In quel giorno, mentre tutti erano ammirati di tutte le cose che faceva, Gesù disse ai suoi discepoli: «Mettetevi bene in mente queste parole: il Figlio dell’uomo sta per essere consegnato nelle mani degli uomini».

Essi però non capivano queste parole: restavano per loro così misteriose che non ne coglievano il senso, e avevano timore di interrogarlo su questo argomento.

Ma perché è necessaria la redenzione? Ma perché la redenzione deve passare attraverso la sofferenza? Perché?

È la grande domanda dell’umanità, è la mia grande domanda che stimola la mia e la nostra incredulità. Che razza di un Dio è questo che chiede sofferenza e che passa attraverso la sofferenza?

Non lo so.

Questo so però che Gesù sta svelando, lungo il corso del vangelo di Luca, la sua identità. E dopo avere detto che lui è il pane che si moltiplica per tutti gli uomini e che questo essere pane è l’identità anche dei discepoli, Gesù viene confermato nella sua missione dal Padre: questi che passa attraverso la strettoia della Croce è mio Figlio, l’eletto: ascoltatelo. Non solo: ascoltate lui in quanto Figlio dell’uomo sofferente!

La fede è accettare questa rivelazione.

I discepoli, la sua chiesa, noi, senza di lui non siamo capaci di vincere il demonio e di scacciarlo. Pur avendone ricevuto il potere, non abbiamo questa fede che vince il male, anzi ci lasciamo travolgere e schiacciare dal male.

Una fede che contempla la necessità della croce del Maestro e del discepolo.

Gesù ribadisce che questo è il centro della nostra fede, un centro che i discepoli non debbono dimenticare perché solo così possiamo vincere il male.

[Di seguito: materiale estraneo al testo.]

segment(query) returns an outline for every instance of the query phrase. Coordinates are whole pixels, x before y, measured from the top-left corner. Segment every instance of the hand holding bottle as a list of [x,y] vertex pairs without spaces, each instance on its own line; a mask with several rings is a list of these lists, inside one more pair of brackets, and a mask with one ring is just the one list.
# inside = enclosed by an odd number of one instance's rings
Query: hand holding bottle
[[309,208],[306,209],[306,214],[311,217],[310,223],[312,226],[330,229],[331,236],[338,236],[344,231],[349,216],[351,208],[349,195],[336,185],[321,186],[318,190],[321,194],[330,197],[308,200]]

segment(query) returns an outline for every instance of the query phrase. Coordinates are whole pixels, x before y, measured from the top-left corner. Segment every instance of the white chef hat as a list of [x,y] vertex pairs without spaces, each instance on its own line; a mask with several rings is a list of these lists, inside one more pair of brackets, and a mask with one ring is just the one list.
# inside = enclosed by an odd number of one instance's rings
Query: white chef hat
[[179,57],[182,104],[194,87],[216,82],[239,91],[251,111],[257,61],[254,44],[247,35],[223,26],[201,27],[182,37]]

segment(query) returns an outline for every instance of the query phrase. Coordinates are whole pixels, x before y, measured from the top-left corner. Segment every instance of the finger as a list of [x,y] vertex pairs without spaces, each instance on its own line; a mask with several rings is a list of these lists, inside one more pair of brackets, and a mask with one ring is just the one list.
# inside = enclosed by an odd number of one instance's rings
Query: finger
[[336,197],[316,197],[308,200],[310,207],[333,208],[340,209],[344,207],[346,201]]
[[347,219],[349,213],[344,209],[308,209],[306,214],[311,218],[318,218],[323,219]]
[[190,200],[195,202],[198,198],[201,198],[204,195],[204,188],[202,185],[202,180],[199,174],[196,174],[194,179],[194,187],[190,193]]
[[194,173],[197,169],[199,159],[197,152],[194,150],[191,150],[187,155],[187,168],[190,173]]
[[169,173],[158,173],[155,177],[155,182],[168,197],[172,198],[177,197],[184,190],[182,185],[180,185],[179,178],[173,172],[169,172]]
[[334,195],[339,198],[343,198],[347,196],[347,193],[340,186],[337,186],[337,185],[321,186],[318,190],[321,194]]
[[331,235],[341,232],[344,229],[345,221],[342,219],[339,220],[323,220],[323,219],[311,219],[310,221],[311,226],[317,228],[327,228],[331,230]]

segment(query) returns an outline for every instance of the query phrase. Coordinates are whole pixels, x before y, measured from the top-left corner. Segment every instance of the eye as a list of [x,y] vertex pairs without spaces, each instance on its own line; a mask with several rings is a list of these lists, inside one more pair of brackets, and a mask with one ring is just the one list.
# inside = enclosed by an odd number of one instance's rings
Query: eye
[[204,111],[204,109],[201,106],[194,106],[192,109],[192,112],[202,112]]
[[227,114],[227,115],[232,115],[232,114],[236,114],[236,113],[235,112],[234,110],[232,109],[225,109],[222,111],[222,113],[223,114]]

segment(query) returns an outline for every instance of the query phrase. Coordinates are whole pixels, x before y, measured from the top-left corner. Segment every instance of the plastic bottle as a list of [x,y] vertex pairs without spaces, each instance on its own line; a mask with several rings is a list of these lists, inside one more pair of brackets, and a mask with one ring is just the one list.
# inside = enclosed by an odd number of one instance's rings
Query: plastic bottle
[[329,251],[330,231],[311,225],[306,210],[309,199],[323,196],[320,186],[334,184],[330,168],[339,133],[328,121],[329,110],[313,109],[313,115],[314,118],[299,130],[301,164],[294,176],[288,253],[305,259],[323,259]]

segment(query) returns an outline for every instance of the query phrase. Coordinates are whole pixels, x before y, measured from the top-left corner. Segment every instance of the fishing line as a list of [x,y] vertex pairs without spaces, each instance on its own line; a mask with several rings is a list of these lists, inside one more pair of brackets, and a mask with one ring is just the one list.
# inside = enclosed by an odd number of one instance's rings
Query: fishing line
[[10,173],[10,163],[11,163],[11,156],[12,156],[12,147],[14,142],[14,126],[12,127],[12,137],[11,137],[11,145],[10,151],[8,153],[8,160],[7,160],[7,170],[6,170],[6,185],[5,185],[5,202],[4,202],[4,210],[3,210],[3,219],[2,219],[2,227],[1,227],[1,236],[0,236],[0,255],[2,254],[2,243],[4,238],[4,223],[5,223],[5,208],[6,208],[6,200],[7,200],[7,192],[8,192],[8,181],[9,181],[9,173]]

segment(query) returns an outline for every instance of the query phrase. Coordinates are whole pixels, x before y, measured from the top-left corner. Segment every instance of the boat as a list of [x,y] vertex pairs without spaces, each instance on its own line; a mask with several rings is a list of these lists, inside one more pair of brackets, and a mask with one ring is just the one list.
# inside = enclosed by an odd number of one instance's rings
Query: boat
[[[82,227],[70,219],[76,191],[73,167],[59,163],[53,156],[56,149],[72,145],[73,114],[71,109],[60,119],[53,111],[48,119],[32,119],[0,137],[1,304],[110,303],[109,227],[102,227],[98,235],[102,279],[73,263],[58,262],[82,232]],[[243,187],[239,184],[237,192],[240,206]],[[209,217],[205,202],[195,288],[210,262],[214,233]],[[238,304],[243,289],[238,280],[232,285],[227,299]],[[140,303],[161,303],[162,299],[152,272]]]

I discepoli sono scioccati dall’annuncio della passione, noi perdiamo l’orientamento e la bussola. Ma ancora una volta il Signore ci ripete, ripete alla nostra incredulità, ripete alla nostra mancanza di fede che la Parola seminata che fruttifica e si fa pane di vita è quella della croce: solo chi mangia e vive di essa ha gli occhi aperti per riconoscere il Risorto!

I discepoli di fronte a questo annuncio hanno una reazione di chiusura: non capiscono e non vogliono capire e si guardano bene dal chiedere così che possano continuare a non capire: è una incomprensione inevitabile ma anche voluta.

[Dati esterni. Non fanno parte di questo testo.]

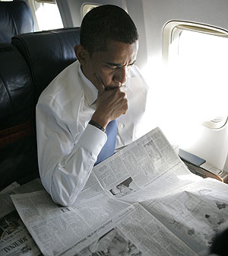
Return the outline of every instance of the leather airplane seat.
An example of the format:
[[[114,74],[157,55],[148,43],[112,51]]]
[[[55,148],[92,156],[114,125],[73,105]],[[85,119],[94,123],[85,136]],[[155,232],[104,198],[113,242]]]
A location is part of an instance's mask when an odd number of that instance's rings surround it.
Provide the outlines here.
[[[24,1],[0,2],[0,43],[11,43],[14,35],[33,32],[32,12]]]
[[[51,81],[77,58],[80,27],[58,29],[15,36],[12,43],[24,56],[31,73],[36,104]]]
[[[38,177],[29,68],[11,43],[0,43],[0,188]]]

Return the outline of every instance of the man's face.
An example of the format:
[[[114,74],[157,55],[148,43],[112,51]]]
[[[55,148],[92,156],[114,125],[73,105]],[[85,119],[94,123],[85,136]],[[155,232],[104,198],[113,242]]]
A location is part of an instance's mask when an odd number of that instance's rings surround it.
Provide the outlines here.
[[[87,53],[81,65],[85,76],[99,89],[97,83],[106,88],[122,86],[131,66],[136,60],[138,41],[132,44],[109,41],[105,51]]]

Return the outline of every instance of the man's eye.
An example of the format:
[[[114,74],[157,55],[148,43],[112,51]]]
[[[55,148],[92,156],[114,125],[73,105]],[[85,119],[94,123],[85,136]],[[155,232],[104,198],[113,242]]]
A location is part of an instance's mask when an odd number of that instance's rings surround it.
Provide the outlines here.
[[[108,68],[111,70],[116,70],[116,69],[118,69],[118,67],[116,67],[116,66],[108,66]]]

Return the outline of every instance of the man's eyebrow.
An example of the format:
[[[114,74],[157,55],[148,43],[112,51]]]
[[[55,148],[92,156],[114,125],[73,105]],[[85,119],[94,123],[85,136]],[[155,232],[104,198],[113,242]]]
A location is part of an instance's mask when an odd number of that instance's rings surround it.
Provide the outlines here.
[[[131,64],[128,64],[128,66],[134,65],[135,62],[135,61],[136,61],[136,60],[134,60],[133,62],[131,62]],[[118,67],[118,68],[121,68],[121,67],[122,67],[123,66],[125,66],[125,65],[121,65],[121,64],[119,64],[119,63],[112,63],[112,62],[105,62],[105,63],[107,64],[107,65],[109,65],[109,66],[116,66],[116,67]]]

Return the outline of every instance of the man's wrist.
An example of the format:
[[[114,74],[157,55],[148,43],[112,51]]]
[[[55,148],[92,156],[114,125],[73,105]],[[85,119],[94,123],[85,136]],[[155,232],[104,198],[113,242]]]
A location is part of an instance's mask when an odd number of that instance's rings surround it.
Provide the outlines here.
[[[93,126],[95,126],[95,127],[100,129],[100,130],[102,130],[103,132],[106,133],[106,130],[103,126],[101,126],[99,123],[97,123],[97,122],[90,120],[90,122],[89,122],[89,124],[90,124]]]

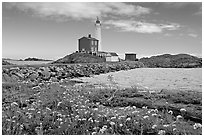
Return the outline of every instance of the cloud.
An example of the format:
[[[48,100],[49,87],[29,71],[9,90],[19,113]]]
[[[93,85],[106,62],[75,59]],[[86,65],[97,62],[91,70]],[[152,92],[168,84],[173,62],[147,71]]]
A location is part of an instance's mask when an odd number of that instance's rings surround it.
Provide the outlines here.
[[[198,35],[194,34],[194,33],[189,33],[188,36],[193,37],[193,38],[197,38],[198,37]]]
[[[27,2],[7,3],[7,7],[16,7],[19,10],[31,11],[41,17],[65,17],[72,19],[90,19],[96,16],[126,15],[139,16],[149,14],[150,8],[120,2]]]
[[[202,15],[202,5],[200,6],[199,10],[194,13],[194,15]]]
[[[201,2],[163,2],[162,4],[166,8],[175,8],[175,9],[183,8],[183,7],[186,7],[188,5],[194,5],[194,6],[202,5]]]
[[[104,22],[105,25],[111,25],[120,31],[137,32],[137,33],[161,33],[164,30],[177,30],[179,24],[154,24],[134,20],[109,20]]]

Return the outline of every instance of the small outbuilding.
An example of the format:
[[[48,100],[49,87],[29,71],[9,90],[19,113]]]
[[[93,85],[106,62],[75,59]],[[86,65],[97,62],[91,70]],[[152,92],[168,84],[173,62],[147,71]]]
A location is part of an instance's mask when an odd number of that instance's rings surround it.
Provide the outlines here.
[[[127,61],[136,61],[136,54],[135,53],[126,53],[125,60]]]
[[[117,62],[119,61],[118,55],[115,52],[108,52],[106,55],[107,62]]]
[[[104,52],[99,51],[98,56],[105,57],[107,62],[117,62],[119,61],[118,54],[115,52]]]
[[[98,44],[99,41],[96,38],[91,37],[91,34],[89,34],[88,37],[82,37],[79,39],[79,52],[97,53]]]

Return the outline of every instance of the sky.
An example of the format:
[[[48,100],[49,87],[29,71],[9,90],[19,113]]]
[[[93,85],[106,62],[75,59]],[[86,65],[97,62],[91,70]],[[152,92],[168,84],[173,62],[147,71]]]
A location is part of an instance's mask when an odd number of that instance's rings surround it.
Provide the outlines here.
[[[2,57],[59,59],[102,23],[102,50],[202,56],[201,2],[4,2]]]

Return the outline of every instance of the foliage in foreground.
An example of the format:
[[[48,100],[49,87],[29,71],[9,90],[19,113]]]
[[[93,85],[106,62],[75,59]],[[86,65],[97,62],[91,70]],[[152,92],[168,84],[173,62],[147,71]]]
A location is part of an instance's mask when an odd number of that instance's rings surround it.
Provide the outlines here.
[[[107,93],[110,93],[108,95]],[[186,121],[172,110],[147,106],[106,106],[118,89],[41,83],[3,86],[2,133],[4,135],[104,135],[104,134],[202,134],[202,125]],[[128,96],[139,95],[132,90]],[[98,101],[96,100],[98,97]],[[122,97],[121,97],[122,98]],[[103,101],[102,101],[103,100]],[[118,102],[119,103],[119,102]],[[185,110],[181,110],[185,112]]]

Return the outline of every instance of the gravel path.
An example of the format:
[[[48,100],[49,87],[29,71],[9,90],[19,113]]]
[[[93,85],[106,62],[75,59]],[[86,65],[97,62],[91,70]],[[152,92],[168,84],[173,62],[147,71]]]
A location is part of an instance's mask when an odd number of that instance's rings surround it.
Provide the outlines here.
[[[167,90],[195,90],[202,91],[202,69],[184,68],[137,68],[128,71],[110,72],[93,77],[75,78],[91,84],[109,85],[108,77],[118,87],[126,88],[137,86],[140,89],[160,91]]]

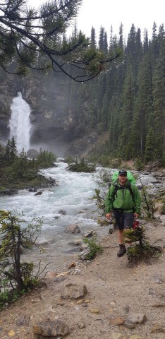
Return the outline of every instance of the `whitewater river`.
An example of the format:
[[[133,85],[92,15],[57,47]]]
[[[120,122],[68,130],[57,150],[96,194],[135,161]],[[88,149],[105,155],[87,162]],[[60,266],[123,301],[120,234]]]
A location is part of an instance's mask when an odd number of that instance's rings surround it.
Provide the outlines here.
[[[33,192],[23,190],[13,196],[0,197],[1,210],[7,209],[19,217],[23,213],[23,218],[28,222],[33,216],[42,218],[38,242],[45,249],[45,253],[39,254],[37,251],[25,250],[23,258],[28,255],[33,261],[39,259],[46,263],[51,262],[49,268],[54,270],[59,268],[61,270],[61,267],[64,269],[73,256],[75,254],[78,256],[76,251],[79,252],[80,249],[71,242],[82,241],[82,234],[89,230],[97,231],[98,237],[102,237],[108,234],[109,228],[100,227],[97,222],[98,211],[95,201],[92,199],[95,189],[99,188],[95,174],[68,171],[68,165],[62,161],[56,165],[42,171],[44,175],[55,179],[56,182],[55,186],[42,189],[42,194],[35,196]],[[102,167],[97,167],[97,173],[100,170]],[[152,191],[155,190],[156,185],[151,184],[154,182],[152,176],[143,176],[142,181],[149,185]],[[65,233],[65,228],[71,224],[78,225],[81,233]]]
[[[69,243],[82,241],[82,234],[87,230],[94,230],[98,234],[108,232],[107,226],[100,227],[97,222],[98,213],[95,201],[92,199],[98,188],[94,174],[66,170],[68,165],[63,162],[56,165],[41,171],[47,177],[55,179],[56,183],[51,187],[38,189],[42,194],[35,196],[33,192],[23,190],[15,196],[0,197],[1,210],[7,209],[20,217],[23,213],[23,218],[28,222],[33,216],[42,218],[38,242],[46,249],[46,253],[39,255],[35,251],[34,254],[33,251],[30,252],[30,258],[46,263],[50,261],[49,267],[54,270],[59,266],[65,267],[63,263],[71,262],[74,254],[78,256],[80,249]],[[62,214],[61,210],[65,213]],[[65,233],[65,228],[71,224],[78,225],[81,233]],[[27,250],[24,253],[27,255]]]

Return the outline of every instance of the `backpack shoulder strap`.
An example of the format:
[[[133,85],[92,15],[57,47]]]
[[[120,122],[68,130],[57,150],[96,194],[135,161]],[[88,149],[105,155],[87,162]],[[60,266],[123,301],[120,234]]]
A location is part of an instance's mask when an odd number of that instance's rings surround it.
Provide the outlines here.
[[[111,198],[112,198],[112,201],[114,201],[115,198],[117,196],[117,190],[118,189],[118,186],[116,182],[115,182],[113,184],[113,186],[114,186],[114,191],[113,191]]]
[[[133,194],[133,189],[132,189],[132,187],[131,187],[131,182],[130,181],[128,182],[128,189],[129,189],[130,191],[130,193],[132,196],[132,198],[133,198],[133,201],[135,203],[135,197],[134,197],[134,194]]]

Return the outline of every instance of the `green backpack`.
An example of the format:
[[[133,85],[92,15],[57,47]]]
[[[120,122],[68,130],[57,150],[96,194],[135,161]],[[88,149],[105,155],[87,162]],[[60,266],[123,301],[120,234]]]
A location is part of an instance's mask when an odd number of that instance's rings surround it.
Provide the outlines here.
[[[112,196],[112,201],[114,201],[115,200],[115,196],[116,196],[117,194],[117,191],[118,189],[123,189],[122,187],[118,187],[118,186],[116,184],[116,182],[118,179],[118,171],[114,172],[112,176],[112,184],[114,186],[114,191],[113,192],[113,196]],[[135,179],[134,178],[133,174],[130,171],[127,171],[127,177],[128,177],[128,186],[127,188],[130,191],[130,194],[133,198],[133,201],[135,203],[135,198],[134,198],[134,194],[132,190],[131,187],[131,182],[133,184],[135,184],[136,181]]]

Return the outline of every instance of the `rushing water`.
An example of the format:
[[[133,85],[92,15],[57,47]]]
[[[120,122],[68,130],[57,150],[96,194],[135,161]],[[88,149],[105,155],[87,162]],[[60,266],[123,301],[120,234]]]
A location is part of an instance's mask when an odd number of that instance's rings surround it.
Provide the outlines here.
[[[98,235],[104,232],[104,227],[97,225],[97,206],[92,200],[97,186],[93,174],[68,171],[67,164],[63,162],[42,171],[46,177],[55,179],[56,182],[55,186],[41,189],[42,194],[35,196],[35,193],[23,190],[16,196],[0,197],[1,210],[7,209],[20,218],[23,213],[23,218],[28,222],[34,215],[43,217],[38,242],[46,246],[47,251],[41,257],[38,252],[37,254],[33,252],[30,257],[32,261],[39,258],[44,263],[52,262],[52,266],[49,266],[52,270],[59,266],[61,269],[63,263],[71,262],[73,255],[78,256],[77,251],[80,251],[80,249],[71,246],[71,242],[82,241],[82,234],[87,230],[94,230]],[[61,210],[65,212],[63,214]],[[78,225],[81,233],[66,233],[66,226],[71,224]],[[104,227],[104,232],[107,233],[107,227]]]
[[[18,92],[18,96],[13,99],[11,110],[10,138],[14,136],[18,153],[22,152],[23,148],[27,152],[30,149],[30,108],[23,99],[20,92]]]
[[[23,213],[23,218],[28,222],[34,215],[43,217],[39,242],[46,246],[46,253],[39,256],[38,252],[37,254],[33,251],[30,256],[29,252],[25,251],[23,258],[28,255],[32,261],[35,259],[44,261],[44,263],[51,261],[51,266],[49,267],[51,270],[59,267],[61,270],[61,267],[65,269],[66,263],[71,263],[72,256],[76,254],[78,256],[76,251],[80,249],[71,246],[70,242],[82,241],[84,232],[94,230],[99,239],[109,232],[107,226],[99,227],[97,222],[98,212],[95,201],[92,200],[95,189],[98,188],[94,174],[73,172],[68,171],[66,167],[67,164],[61,161],[57,162],[56,166],[42,171],[46,177],[55,179],[56,184],[41,189],[41,195],[35,196],[35,193],[25,189],[16,196],[0,196],[1,210],[7,209],[20,217]],[[97,173],[102,168],[97,167]],[[154,183],[152,184],[154,182],[152,175],[142,175],[141,180],[152,191],[159,189]],[[65,228],[71,224],[78,225],[81,233],[65,233]],[[24,258],[26,259],[25,256]]]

È la nostra esperienza: noi non capiamo ma sentiamo tutta la drammaticità della Croce; non capiamo e continuiamo a non capire e a non volere capire; non chiediamo la fede, non chiediamo chiarimenti, non vogliamo aprire gli occhi, continuiamo a gridare che il sole non c’è sbarrandoci in casa e chiudendo le imposte.

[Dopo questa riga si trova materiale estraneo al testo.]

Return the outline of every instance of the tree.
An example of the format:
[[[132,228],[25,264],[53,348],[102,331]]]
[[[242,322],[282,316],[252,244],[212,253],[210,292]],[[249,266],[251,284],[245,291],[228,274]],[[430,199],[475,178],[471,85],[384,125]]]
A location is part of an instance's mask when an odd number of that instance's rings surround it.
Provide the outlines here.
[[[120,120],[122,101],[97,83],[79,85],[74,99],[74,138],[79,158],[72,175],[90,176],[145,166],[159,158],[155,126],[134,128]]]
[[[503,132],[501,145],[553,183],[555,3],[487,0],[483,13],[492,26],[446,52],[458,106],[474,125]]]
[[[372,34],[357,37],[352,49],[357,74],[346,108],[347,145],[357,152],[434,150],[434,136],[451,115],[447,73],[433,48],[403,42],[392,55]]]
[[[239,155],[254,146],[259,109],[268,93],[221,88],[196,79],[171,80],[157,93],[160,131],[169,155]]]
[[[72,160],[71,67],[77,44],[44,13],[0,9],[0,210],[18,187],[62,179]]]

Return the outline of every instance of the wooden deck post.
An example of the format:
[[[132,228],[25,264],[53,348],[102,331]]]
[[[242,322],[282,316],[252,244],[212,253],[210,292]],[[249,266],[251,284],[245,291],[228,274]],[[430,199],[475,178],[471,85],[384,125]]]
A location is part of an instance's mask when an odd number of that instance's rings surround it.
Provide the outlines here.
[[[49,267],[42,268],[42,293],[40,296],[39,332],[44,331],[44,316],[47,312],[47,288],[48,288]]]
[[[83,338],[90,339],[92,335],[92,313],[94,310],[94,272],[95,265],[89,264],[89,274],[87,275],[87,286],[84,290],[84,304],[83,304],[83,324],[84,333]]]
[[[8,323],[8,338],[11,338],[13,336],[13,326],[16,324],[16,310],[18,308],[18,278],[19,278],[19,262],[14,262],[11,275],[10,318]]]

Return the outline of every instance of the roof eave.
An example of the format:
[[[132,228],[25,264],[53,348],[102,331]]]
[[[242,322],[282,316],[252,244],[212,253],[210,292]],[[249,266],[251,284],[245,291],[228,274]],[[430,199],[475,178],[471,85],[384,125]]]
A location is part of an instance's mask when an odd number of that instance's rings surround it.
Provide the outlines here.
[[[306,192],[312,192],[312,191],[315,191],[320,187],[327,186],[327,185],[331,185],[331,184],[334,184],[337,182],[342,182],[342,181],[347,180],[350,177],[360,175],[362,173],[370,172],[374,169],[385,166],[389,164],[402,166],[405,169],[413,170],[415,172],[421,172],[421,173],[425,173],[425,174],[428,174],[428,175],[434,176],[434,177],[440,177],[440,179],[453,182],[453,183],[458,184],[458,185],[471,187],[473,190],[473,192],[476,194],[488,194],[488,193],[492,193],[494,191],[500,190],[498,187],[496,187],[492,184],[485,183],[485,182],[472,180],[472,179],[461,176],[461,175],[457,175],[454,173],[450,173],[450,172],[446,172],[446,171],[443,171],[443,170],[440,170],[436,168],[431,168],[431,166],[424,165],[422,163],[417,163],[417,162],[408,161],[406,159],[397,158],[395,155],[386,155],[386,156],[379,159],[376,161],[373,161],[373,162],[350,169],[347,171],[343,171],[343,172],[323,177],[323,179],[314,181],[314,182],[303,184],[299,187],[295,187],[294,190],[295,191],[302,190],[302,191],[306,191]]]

Ci chiudiamo nella sordità e nel mutismo.

Ma questa incomprensione non vanifica il piano di Dio. Anzi lo realizza! Infatti ci fa sentire della stessa stoffa del peccato del mondo, degli scribi e degli increduli. Una incomprensione che, essendo opera diabolica, ci chiude tutti nel peccato e nella disobbedienza: luogo dove Dio ci incontra per usare a tutti misericordia.

L’episodio dell’indemoniato presentava la potenza del Figlio dell’uomo in ciò che egli fa per l’uomo. Qui si presenta la sua impotenza, in ciò che egli si fa per l’uomo.

Là si diceva ciò che ha fatto per noi, qui cosa facciamo noi a lui nella sua consegna definitiva a noi. Se la sua azione miracolosa ha suscitato ammirazione, la sua passione suscita incomprensione.

Ma questa è la grandezza del nostro Dio che dona salvezza ad un mondo inchiodato alla croce della sua incredulità. Di fronte alla nostra incredulità Gesù ripropone la parola della fede, davanti alla nostra infedeltà egli rinnova la sua fedeltà, davanti alla nostra sordità egli ripete la sua parola.

Vi è un legame strettissimo fra il nostro peccato, la sordità al suo amore e la sua parola che è dichiarazione totale del suo amore. Ascoltiamo e accogliamo questa sua Parola, Lui che è la Parola!!!

La fede è un dono gratuito di Dio che chiede l’umiltà e il coraggio di fidarsi e affidarsiper vedere il luminoso cammino dell’incontro tra Dio e gli uomini, la storia della salvezza.

Papa Francesco

La fede ci espone senza paraventi alla contemplazione, al silenzio, all’andare e venire senza capire nulla, al fare e rifare. Il dubbio e la difficoltà di credere non deturpano la fede. Al contrario ne sono un elemento fondamentale.